A Man Named “Hoot”

While most western fans today know Edmund “Hoot” Gibson (1892-1962) chiefly from his B movies of the ’30s and ’40s, his days of biggest stardom were in the silent era, when he was second only to Tom Mix in popularity as a western star. Gibson’s career as an actor in western films goes all the way back to 1910, nearly the beginning, making him one of the few stars from the earliest days to hang on to a career for as long as he did.

Nebraska-born Gibson had been riding horses since childhood. The nickname “Hoot Owl” (later shortened to merely “Hoot”) has been ascribed to different origins, from the story that he used to hunt owls as a boy, to the legend that he was once a messenger for the Owl Drug Company. As a teenager and young man he worked as a cowboy and bronc buster on working ranches in Colorado, Wyoming and Oklahoma, and rode in circuses, rodeos and wild west shows. He was only 18 when film work came into the mix. In the early years, he was a stunt man in addition to being an actor. Gibson was not blessed with movie star looks or physique, and his histrionic abilities left something to be desired. His horsemanship above all was what got him in the door with directors, producers and audiences.

In 1913 he married Rose August Wenger, billed as Helen Gibson, a female rodeo rider who became the first Hollywood stuntwoman and the star of cliffhanging serials like The Hazards of Helen (1914), in which Hoot also appeared. John Ford became a major early supporter of Hoot’s career, casting him in his 1917 films Cheyenne’s Pal, Straight Shooting, The Secret Man, and A Marked Man, and his starring vehicle Action (1921). By the twenties, Gibson was a fully fledged star in his own right. During this period (1922-29) he was onto his second marriage, to vaudeville performer Helen Johnson, who became the second “Helen Gibson”.
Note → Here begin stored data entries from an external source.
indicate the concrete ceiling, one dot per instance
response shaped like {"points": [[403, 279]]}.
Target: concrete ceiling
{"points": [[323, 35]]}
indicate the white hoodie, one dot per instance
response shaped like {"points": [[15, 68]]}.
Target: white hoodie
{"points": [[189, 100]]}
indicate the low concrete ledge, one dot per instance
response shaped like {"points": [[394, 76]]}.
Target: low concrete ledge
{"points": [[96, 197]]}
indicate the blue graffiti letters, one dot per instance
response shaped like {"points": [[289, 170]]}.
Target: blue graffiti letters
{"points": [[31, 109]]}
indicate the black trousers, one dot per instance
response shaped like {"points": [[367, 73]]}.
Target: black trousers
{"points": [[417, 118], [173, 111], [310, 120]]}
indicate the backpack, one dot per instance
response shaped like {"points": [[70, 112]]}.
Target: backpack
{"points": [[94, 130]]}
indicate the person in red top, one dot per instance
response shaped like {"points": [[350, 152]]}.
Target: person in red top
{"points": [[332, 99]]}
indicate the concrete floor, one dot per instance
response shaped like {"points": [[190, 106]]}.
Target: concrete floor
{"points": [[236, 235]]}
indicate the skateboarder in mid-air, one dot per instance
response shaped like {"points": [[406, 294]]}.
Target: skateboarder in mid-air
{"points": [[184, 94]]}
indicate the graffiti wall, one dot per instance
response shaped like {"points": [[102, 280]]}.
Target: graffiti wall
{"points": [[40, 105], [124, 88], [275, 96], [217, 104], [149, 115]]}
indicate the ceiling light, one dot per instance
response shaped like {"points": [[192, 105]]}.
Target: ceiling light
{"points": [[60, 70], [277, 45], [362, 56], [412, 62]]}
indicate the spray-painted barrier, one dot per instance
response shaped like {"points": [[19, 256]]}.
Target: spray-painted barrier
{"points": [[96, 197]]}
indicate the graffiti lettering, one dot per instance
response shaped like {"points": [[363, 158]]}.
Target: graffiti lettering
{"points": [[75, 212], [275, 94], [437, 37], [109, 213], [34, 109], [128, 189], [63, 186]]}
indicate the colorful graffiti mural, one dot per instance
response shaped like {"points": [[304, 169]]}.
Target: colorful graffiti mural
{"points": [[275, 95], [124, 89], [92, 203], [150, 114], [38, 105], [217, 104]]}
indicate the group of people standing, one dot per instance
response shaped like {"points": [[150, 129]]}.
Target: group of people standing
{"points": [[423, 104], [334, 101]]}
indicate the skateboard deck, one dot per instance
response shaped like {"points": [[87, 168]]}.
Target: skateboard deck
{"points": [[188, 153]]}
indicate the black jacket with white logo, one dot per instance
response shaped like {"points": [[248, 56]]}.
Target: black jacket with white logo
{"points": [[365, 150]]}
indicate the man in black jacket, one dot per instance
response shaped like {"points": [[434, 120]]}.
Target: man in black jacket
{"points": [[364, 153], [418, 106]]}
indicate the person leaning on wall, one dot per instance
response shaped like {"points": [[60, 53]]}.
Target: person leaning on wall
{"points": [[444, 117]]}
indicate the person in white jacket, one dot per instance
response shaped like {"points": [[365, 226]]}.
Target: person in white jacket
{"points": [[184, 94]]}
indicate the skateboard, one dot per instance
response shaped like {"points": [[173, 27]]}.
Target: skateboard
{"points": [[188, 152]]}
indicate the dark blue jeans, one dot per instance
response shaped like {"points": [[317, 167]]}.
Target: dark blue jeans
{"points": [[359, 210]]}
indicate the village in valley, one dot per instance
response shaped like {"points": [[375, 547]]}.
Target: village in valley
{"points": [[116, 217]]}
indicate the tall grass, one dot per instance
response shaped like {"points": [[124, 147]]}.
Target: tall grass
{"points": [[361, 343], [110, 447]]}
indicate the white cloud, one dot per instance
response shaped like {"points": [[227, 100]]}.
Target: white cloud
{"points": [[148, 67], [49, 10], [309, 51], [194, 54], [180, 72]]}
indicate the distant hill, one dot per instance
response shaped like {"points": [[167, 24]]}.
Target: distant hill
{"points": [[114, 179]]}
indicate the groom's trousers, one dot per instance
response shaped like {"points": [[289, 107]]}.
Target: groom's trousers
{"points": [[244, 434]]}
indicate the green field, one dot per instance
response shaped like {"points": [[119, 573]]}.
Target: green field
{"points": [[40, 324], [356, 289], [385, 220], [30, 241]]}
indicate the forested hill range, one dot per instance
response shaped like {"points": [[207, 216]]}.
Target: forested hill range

By the 1930s, Hoot had left major studios like Universal and was starring B movie westerns for Poverty Row outfits, but he remained popular and his films were profitable. From 1930 through 1933 he was married to minor movie star Sally Eilers. Gibson co-starred with Eilers in the films The Long Long Trail (1929), Trigger Tricks (1930), and Clearing the Range (1931). In 1933 he crashed the plane he was driving in an air race against fellow western star Ken Maynard. His period of convalescence seems to have slowed his career down some.

By the mid ’30s Gibson’s movie career was running on fumes. In The Painted Stallion (1937) he found himself second-billed to Crash Corrigan, and decided to drop out of movies. Starting in 1938 he began touring with circuses (Robbins Brothers, Wallace Brothers, and Russell Brothers) for a couple of years. He then left show business for a time, working in real estate to make his living.

In 1942 Gibson married radio singer and actress Dorothy Dunstan. From 1943 through 1946 he returned to films when Monogram Pictures hired him to appear in the Trailblazers series with Ken Maynard, and he also starred in westerns with Bob Steele and others. Following this brief comeback, he returned to working in real estate, while Dorothy appeared in her only film role, in Red Sky at Morning (1948). While essentially retired from show business, Gibson had several occasions to re-emerge into the public eye. In 1953, he co-starred in The Marshall’s Daughter, a vanity project produced by Ken Murray to showcase Laurie Anders, a beaudacious regular on his TV show. In 1955 he had a cameo on I Married Joan. He had small roles in John Ford’s The Horse Soldiers (1959) and in the Rat Pack’s Ocean’s 11 (1960). It is said that in his last years, in order to pay off his large debts, he made supplementary income he worked in carnivals, and as a greeter in Las Vegas casinos. When Hoot Gibson passed away in 1962, he was nearly penniless.